(1 Oct. 965–6 Sept. 972)
A Roman, son of John Episcopus (a surname) but not related, as is often supposed, to the powerful Crescentii, he was brought up in the papal court, held successive offices and was librarian under John XII, and was then promoted bishop of Narnia in Umbria. Five months after Leo VIII's death (in the interval the Romans had vainly asked for the restoration of Benedict V) he was elected pope with the agreement of two bishops, Otger of Spire and Liutprand of Cremona, whom Emperor Otto I (962–73) sent to Rome to represent him. He was a compromise appointment; but if Otto reckoned that he could rule Rome better with an establishment figure as pope, his choice at first seemed disastrous, for John's dependence on a German sovereign combined with his high-handed rule made him hated in the faction-riven city. In Dec. 965 it revolted; John was assaulted, imprisoned in Castel Sant'Angelo, and banished to the Campagna, but he managed to escape, made contact with the emperor, and on 14 Nov. 966, the Romans having repented of their foolhardiness, returned in triumph. Otto reached Rome at Christmas, and the participants in the revolt were punished with gruesome brutality.

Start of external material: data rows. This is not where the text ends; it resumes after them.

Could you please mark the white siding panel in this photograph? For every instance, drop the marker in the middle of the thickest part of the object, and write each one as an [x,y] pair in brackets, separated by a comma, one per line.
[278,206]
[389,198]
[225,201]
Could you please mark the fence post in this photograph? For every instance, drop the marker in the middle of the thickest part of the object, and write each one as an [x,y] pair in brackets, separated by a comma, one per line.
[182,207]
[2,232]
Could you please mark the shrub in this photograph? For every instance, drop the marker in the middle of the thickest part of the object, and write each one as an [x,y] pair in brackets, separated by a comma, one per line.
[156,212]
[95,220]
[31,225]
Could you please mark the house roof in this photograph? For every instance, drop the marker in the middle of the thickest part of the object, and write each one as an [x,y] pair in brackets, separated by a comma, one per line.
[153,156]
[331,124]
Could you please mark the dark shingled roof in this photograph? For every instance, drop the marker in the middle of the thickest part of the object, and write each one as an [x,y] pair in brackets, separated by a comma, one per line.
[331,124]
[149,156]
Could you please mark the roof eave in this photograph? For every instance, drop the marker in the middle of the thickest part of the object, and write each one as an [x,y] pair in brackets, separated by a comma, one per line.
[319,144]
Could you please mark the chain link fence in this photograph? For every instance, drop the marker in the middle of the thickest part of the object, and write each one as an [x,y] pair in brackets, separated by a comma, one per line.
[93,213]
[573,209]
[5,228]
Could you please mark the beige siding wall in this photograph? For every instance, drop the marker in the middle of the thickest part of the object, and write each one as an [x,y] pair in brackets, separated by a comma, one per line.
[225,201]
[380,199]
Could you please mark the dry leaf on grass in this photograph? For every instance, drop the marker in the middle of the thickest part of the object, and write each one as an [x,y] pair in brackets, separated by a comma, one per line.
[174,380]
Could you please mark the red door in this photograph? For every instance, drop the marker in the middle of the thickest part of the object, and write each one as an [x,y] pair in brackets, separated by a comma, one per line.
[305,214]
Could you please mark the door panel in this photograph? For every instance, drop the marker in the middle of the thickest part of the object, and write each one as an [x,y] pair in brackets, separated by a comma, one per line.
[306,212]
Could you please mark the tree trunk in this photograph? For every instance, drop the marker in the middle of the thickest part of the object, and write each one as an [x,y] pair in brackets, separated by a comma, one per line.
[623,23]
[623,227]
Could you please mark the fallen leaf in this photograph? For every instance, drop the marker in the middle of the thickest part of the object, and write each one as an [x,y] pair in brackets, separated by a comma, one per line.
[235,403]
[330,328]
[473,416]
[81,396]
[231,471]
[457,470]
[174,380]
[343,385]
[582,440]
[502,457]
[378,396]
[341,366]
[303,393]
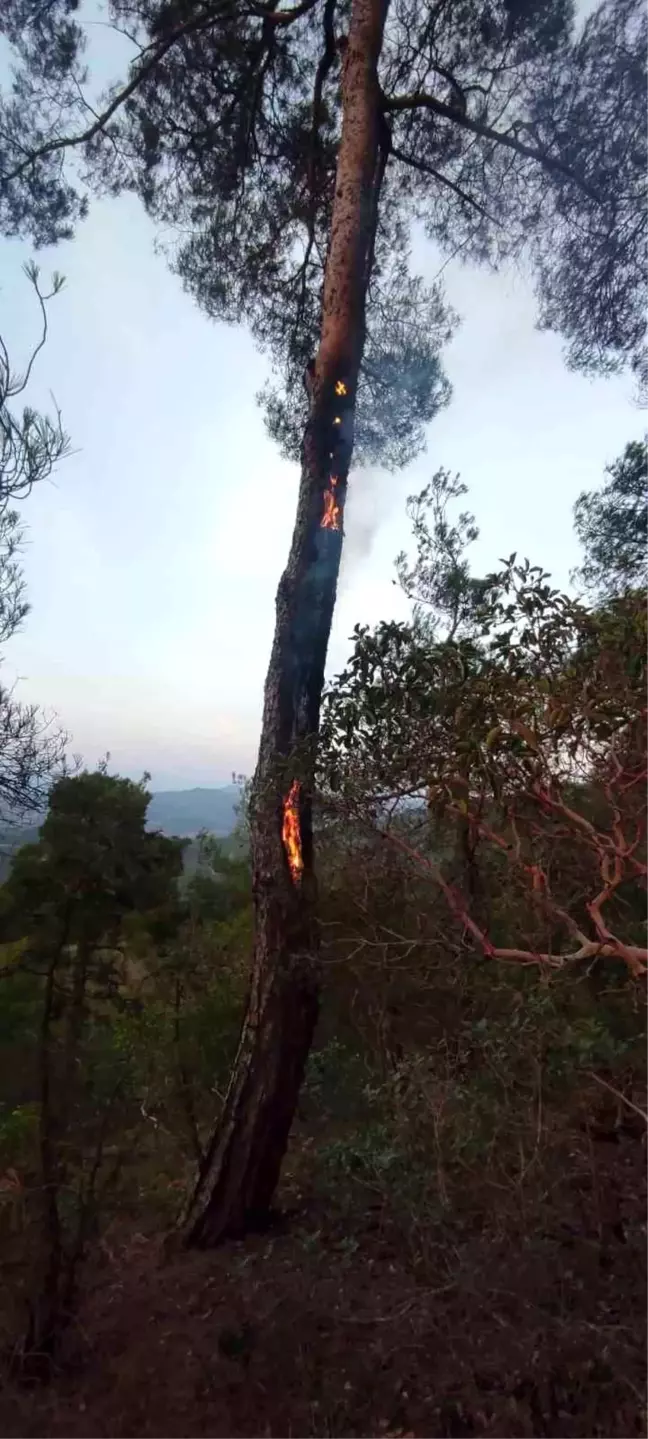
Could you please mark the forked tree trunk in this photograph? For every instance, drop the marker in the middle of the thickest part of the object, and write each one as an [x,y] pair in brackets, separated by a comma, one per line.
[242,1164]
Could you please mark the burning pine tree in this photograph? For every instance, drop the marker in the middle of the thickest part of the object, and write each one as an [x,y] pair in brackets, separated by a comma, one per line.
[293,146]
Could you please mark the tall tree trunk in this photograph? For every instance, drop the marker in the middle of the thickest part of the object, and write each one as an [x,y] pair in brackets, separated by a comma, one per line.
[241,1169]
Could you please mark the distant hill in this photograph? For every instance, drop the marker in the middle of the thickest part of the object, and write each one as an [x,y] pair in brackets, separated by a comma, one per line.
[187,812]
[174,812]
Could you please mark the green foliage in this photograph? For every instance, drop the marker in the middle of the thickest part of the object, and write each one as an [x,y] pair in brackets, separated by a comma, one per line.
[612,527]
[228,125]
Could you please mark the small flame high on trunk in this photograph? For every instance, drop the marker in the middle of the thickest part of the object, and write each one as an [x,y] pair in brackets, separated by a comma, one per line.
[290,832]
[330,518]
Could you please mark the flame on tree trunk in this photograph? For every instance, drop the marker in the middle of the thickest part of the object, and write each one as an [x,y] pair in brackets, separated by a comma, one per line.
[241,1169]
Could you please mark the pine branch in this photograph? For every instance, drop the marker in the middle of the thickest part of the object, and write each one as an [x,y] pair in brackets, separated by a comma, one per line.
[419,100]
[193,25]
[437,174]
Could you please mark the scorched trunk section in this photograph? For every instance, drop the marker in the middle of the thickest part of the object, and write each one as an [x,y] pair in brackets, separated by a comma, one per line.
[242,1164]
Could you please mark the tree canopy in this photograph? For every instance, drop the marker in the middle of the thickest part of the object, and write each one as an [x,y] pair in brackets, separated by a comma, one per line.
[509,130]
[612,527]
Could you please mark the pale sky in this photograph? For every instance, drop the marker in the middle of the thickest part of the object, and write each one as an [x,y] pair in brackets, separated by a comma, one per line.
[154,554]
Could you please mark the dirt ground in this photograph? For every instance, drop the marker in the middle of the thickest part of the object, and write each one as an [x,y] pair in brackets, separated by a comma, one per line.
[329,1328]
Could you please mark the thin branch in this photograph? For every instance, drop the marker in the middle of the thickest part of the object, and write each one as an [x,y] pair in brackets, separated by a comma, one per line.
[396,104]
[189,26]
[618,1095]
[437,174]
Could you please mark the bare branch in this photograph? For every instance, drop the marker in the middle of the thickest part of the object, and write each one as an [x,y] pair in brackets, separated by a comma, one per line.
[396,104]
[437,174]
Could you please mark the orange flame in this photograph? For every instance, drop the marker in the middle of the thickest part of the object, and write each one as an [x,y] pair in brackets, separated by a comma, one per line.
[330,518]
[290,832]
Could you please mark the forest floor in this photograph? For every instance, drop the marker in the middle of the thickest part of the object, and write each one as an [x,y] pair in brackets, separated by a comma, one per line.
[336,1326]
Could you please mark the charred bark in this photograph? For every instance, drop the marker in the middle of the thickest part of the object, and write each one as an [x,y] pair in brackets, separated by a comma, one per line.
[241,1169]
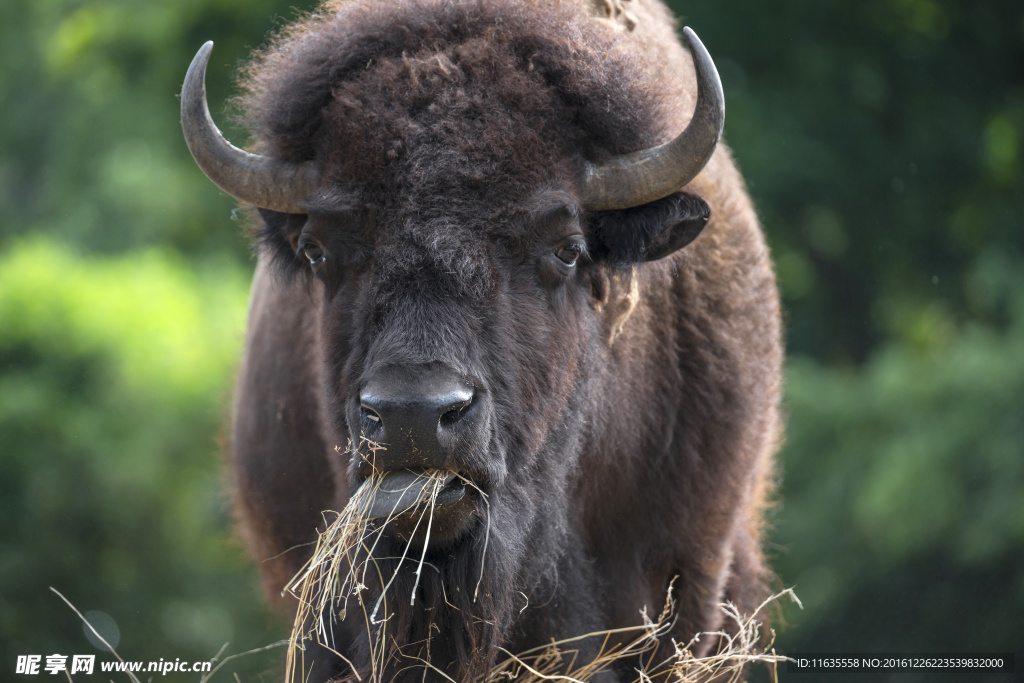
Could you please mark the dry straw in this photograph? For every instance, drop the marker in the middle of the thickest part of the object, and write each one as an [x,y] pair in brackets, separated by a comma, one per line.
[335,579]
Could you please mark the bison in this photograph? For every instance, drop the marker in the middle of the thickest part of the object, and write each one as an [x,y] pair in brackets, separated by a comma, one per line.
[501,240]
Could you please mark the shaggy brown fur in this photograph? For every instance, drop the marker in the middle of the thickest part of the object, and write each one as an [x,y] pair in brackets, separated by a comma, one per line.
[631,400]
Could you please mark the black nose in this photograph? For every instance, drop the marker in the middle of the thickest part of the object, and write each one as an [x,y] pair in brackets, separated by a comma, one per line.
[418,413]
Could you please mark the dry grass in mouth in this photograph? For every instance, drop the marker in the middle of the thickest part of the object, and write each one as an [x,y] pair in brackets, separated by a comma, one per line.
[337,571]
[335,577]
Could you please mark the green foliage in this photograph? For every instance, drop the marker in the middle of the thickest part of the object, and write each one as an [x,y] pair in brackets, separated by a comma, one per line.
[115,383]
[883,141]
[903,487]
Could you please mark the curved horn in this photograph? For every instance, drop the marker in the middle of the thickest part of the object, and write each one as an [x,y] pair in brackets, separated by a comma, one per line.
[643,176]
[263,181]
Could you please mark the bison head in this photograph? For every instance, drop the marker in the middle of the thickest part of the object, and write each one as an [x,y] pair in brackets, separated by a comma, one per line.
[462,196]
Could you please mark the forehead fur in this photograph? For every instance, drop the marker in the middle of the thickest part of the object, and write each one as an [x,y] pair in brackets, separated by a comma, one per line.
[427,97]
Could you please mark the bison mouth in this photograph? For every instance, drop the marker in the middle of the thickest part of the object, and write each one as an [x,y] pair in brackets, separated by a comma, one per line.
[420,506]
[397,492]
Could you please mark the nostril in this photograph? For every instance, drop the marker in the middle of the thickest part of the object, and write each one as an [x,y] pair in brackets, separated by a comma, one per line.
[370,416]
[456,412]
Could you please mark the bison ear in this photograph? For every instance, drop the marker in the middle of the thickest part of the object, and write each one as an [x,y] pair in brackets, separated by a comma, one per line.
[648,231]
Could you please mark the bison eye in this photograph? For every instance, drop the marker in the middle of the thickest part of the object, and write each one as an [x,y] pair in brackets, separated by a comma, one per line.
[569,254]
[313,252]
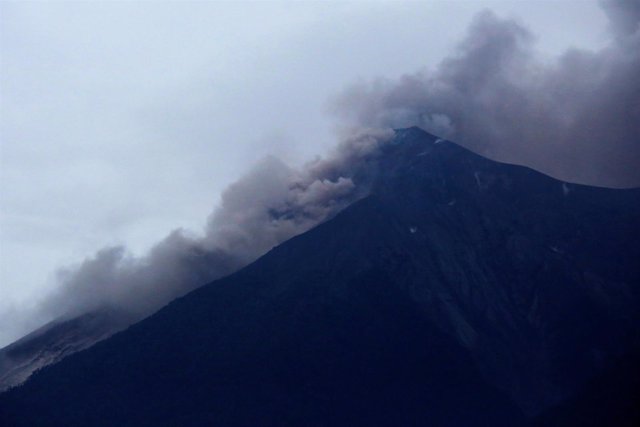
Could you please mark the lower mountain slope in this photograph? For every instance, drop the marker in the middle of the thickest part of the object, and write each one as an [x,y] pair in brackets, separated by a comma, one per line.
[460,292]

From now onwards John was protected by the emperor, who resided in Italy until summer 972. Although John was a mainly subservient partner, the two worked together to their mutual benefit. At a synod at Ravenna in Apr. 967 Otto confirmed the restoration to the papal state of large territories, including the former exarchate, which it had lost. Measures were taken, probably inspired by Otto, to promote clerical celibacy and continue favours to the monastery of Cluny, near Mâcon. For his part John definitively raised Magdeburg to an archbishopric, a project dear to the emperor's heart, agreed by John XII in 962 but hitherto obstructed by the bishops of Mainz and Halberstadt. Otto's original idea had been to make it the base for the conversion of all the Slavs east of the Saale and Elbe, but in his bulls (20 Apr. 967 and 18 Oct. 968) confirming its privileges and granting the pallium to its first archbishop, Adalbert, John limited the see to ‘the recently converted Slavs’ and assigned the creation of new bishoprics not to the emperor but to the metropolitan: evidence, it has been claimed, that he retained some independence.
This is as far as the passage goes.